En France, où le film sort sous le titre Des serpents dans l’avion, la déconvenue est similaire : le public qui avait ri des memes sur les forums français n’a tout simplement pas fait le déplacement en salle. Le décalage entre l’agitation numérique et la fréquentation réelle des cinémas, déjà spectaculaire aux États-Unis, s’observe presque à l’identique de ce côté-ci de l’Atlantique.

Pourquoi ce flop est devenu un cas d’école

Ce qui rend l’histoire fascinante pour les enseignants en marketing, ce n’est pas seulement l’échec commercial, mais le fait que le studio ait mené sa propre enquête après coup, et découvert une erreur de ciblage fondamentale. New Line a fait des recherches et a découvert que Snakes on a Plane était un sujet dans environ 10 000 communautés internet, mais pas celles fréquentées par les fans d’horreur que l’entreprise espérait attirer ; ces fans étaient au contraire rebutés par tout l’humour potache. Le film avait buzzé… dans la mauvaise case. Les internautes qui partageaient les blagues n’étaient pas les spectateurs potentiels : ils consommaient le meme comme une private joke gratuite, sans jamais avoir l’intention de payer une place de cinéma.

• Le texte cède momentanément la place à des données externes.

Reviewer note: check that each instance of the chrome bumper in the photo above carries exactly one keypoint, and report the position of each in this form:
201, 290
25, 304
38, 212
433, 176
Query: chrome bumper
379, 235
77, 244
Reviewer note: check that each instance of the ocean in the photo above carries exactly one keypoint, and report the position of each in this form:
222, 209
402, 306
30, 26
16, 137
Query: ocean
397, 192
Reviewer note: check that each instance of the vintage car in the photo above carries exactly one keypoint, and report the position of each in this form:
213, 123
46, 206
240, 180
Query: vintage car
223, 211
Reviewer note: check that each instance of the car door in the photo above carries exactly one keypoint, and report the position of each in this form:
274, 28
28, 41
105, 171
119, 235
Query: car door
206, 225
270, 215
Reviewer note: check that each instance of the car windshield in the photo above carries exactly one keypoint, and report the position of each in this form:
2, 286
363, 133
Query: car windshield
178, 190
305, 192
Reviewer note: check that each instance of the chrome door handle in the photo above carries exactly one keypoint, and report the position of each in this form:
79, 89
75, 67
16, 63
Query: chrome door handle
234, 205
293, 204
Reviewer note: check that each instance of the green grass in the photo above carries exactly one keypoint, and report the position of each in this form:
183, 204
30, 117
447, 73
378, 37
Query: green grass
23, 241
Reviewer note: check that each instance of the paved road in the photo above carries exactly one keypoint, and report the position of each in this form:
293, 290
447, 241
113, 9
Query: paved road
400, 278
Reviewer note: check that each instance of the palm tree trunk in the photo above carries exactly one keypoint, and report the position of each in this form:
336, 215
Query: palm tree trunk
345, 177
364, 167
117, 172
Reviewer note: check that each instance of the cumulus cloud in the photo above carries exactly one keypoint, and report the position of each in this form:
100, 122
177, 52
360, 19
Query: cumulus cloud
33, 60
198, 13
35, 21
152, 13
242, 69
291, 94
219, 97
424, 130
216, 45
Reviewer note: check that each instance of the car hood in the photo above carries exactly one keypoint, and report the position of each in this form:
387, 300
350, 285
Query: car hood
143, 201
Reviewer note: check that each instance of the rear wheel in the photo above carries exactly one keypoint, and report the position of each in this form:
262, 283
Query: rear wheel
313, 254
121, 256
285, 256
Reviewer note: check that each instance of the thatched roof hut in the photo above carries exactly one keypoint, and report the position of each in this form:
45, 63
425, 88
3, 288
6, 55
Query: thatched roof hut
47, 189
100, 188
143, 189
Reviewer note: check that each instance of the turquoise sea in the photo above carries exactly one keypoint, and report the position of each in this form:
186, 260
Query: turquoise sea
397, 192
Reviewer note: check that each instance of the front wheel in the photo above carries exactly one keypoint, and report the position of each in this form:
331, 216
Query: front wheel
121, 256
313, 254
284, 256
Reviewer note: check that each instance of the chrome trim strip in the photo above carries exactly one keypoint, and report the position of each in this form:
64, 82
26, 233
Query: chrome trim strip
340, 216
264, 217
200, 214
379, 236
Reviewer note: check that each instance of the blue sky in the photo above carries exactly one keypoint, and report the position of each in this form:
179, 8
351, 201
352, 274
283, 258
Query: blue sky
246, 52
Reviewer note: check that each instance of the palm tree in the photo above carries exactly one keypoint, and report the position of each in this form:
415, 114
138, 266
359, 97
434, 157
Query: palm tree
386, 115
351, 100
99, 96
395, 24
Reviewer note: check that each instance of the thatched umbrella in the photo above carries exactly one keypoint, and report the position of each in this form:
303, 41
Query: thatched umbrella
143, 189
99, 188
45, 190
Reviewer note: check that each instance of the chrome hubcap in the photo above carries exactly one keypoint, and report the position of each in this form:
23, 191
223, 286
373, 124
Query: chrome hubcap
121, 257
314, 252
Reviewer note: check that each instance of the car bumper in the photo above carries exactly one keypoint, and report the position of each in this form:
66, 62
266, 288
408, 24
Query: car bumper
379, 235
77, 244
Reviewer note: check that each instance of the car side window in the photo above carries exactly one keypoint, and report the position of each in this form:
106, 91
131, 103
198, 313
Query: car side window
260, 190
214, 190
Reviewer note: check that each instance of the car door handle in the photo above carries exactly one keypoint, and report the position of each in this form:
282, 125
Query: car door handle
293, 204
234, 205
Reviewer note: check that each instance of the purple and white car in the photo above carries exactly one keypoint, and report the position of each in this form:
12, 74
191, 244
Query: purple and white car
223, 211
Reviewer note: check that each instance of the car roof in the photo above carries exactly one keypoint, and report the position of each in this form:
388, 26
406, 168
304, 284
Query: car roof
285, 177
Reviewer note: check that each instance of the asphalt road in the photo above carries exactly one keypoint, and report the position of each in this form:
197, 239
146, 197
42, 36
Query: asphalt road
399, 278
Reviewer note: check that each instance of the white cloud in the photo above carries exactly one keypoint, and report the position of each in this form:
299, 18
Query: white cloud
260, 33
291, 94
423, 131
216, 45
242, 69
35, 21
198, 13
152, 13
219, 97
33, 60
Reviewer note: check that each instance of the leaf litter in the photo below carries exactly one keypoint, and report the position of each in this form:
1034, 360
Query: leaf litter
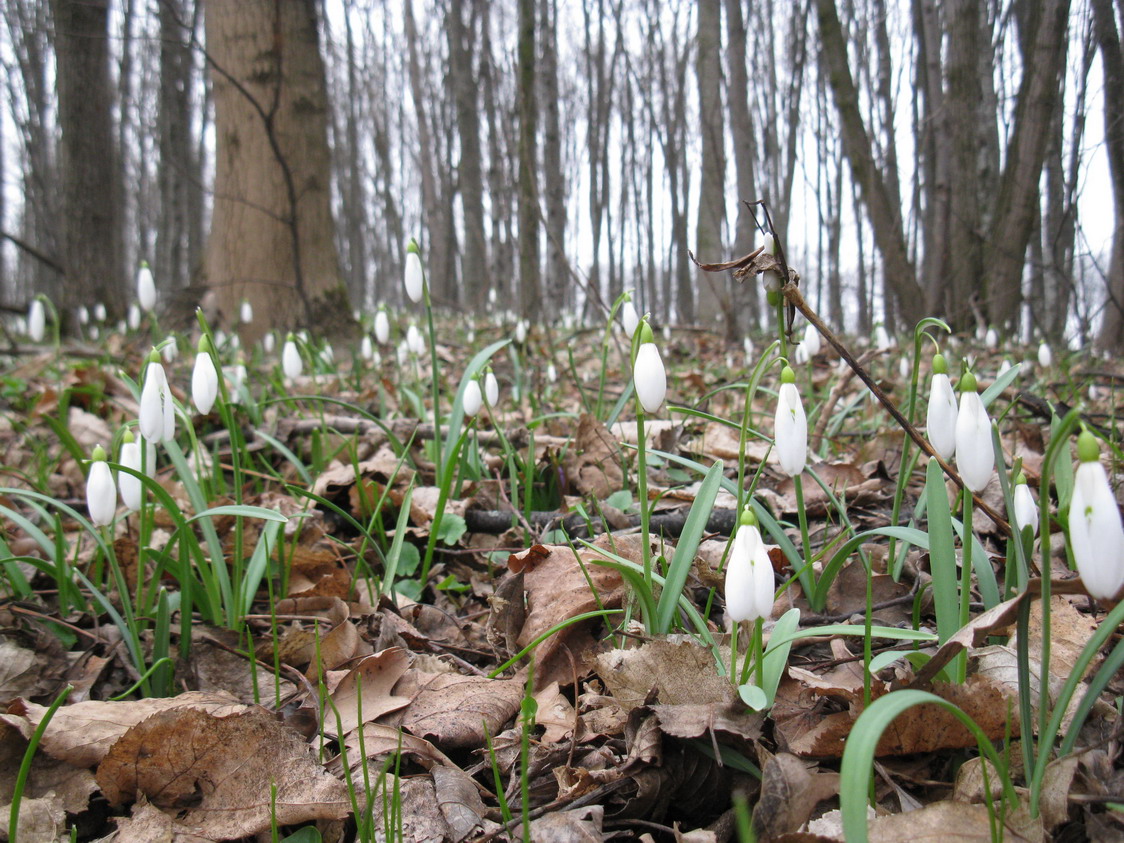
628, 735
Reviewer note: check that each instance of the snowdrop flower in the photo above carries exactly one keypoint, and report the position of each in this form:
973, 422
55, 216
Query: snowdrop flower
812, 341
649, 375
291, 363
473, 398
100, 492
382, 327
1026, 510
36, 320
882, 337
129, 486
146, 288
415, 279
975, 456
157, 413
1096, 534
630, 318
749, 573
790, 426
204, 378
941, 417
491, 388
414, 342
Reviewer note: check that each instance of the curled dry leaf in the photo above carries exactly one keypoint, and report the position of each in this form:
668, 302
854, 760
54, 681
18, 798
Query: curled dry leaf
454, 709
789, 794
364, 694
218, 771
678, 668
83, 733
558, 589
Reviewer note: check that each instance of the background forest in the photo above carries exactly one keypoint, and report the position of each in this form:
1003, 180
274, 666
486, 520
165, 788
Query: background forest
918, 157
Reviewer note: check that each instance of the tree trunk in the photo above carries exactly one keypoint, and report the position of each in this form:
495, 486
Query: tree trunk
713, 306
474, 264
882, 207
741, 126
529, 283
1016, 201
272, 234
92, 238
1111, 336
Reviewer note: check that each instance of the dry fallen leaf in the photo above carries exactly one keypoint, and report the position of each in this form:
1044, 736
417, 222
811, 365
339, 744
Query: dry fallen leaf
218, 771
83, 733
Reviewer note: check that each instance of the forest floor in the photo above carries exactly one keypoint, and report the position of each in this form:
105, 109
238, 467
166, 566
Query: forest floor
447, 637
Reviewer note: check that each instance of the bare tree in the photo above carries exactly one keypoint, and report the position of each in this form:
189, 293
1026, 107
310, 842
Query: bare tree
272, 236
91, 221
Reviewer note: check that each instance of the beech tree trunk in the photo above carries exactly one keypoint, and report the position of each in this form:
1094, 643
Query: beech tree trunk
272, 233
91, 221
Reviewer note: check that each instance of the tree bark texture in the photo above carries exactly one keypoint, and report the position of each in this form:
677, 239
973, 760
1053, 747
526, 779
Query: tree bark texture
90, 219
272, 236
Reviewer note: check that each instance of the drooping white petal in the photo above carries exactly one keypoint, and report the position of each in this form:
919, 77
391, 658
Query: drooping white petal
128, 485
1026, 510
975, 455
941, 416
790, 431
146, 289
36, 320
650, 378
204, 382
152, 402
749, 577
473, 398
100, 493
415, 280
1096, 534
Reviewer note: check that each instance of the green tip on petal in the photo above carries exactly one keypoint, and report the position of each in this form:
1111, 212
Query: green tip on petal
1088, 450
645, 333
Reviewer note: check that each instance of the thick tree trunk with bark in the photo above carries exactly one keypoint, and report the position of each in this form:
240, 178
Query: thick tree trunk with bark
1111, 337
529, 283
474, 263
272, 237
92, 237
713, 305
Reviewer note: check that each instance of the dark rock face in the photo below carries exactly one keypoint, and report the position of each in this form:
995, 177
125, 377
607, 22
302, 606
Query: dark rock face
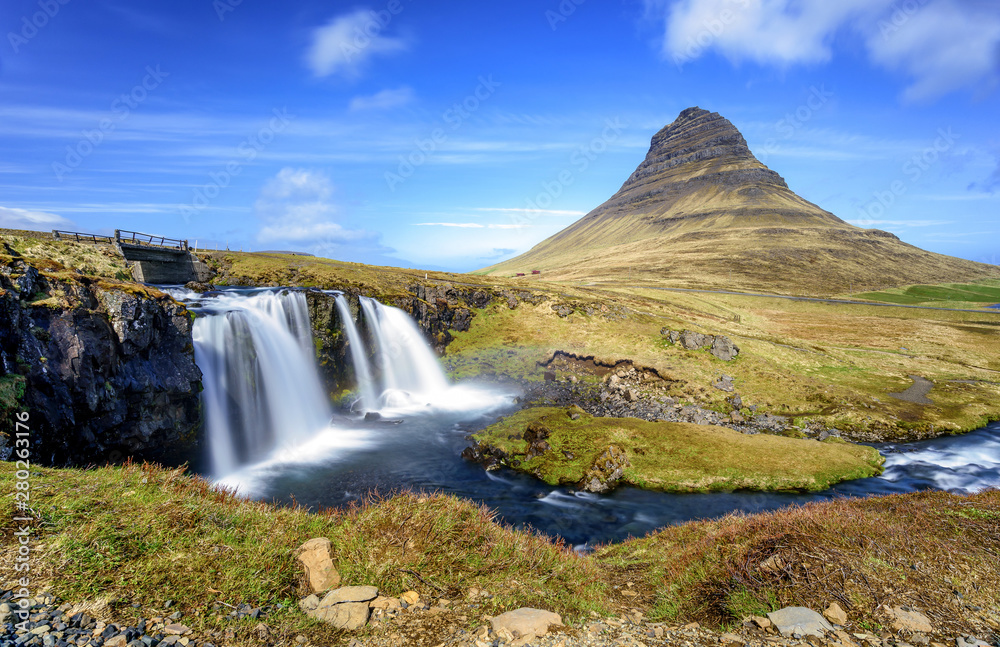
107, 369
720, 346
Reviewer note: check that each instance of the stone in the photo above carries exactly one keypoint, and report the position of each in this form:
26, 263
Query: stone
835, 614
908, 620
607, 470
349, 616
315, 557
384, 603
176, 629
349, 594
772, 564
526, 622
731, 640
801, 621
694, 340
725, 383
723, 348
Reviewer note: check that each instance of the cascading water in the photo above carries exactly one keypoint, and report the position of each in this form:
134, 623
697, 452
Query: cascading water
410, 371
261, 386
362, 370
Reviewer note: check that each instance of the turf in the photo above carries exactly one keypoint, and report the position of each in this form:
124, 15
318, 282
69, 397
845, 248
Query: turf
677, 457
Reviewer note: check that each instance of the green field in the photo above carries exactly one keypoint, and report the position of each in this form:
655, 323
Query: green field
983, 292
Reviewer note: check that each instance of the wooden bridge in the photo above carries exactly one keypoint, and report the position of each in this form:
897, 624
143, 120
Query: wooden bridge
152, 259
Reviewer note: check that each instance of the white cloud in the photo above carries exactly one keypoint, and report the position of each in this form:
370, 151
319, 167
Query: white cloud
465, 225
384, 100
347, 42
470, 225
296, 206
13, 218
938, 45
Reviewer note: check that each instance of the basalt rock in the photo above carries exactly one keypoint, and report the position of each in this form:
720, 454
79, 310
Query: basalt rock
105, 370
607, 470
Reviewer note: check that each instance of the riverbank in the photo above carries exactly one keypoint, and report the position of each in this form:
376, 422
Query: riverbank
136, 537
568, 446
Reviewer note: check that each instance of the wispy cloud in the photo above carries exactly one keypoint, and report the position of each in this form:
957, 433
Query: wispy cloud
348, 42
296, 206
938, 46
540, 212
14, 218
471, 225
384, 100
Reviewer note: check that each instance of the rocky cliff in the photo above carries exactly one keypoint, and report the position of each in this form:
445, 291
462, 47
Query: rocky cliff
105, 369
701, 211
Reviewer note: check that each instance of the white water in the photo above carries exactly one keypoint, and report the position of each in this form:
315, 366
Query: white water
362, 370
262, 390
411, 375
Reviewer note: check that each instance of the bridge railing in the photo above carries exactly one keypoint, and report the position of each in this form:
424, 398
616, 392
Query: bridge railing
81, 237
137, 238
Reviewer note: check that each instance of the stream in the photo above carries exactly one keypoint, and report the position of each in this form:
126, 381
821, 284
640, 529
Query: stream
271, 438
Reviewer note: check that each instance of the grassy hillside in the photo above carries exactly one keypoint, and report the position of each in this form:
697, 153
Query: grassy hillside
675, 457
133, 537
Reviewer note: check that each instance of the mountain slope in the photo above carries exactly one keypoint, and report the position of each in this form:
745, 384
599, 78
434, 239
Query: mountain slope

Le phénomène a depuis reçu un nom dans les manuels de communication digitale. Le film est devenu un cas d’étude largement cité de ce que les analystes ont commencé à appeler le « hype gap » : le phénomène où l’enthousiasme sur internet, mesuré en pages vues, articles de blog et créations de fans, ne se convertit pas en ventes de billets à un rythme prévisible. Depuis, l’industrie continue de se cogner contre ce mur régulièrement, comme le rappelle un cas plus récent où un mème a explosé en ligne sans jamais remplir les salles. Pour chaque M3GAN, où le meme a fait grimper les ventes de billets, il y a aussi un Morbius, preuve qu’un meme peut devenir viral en ligne sans vendre de tickets. Vingt ans après sa sortie, Snakes on a Plane reste ainsi le rappel le plus cité qu’un forum en ébullition n’a jamais garanti une salle pleine, et que confondre l’un avec l’autre coûte, très concrètement, des millions de dollars.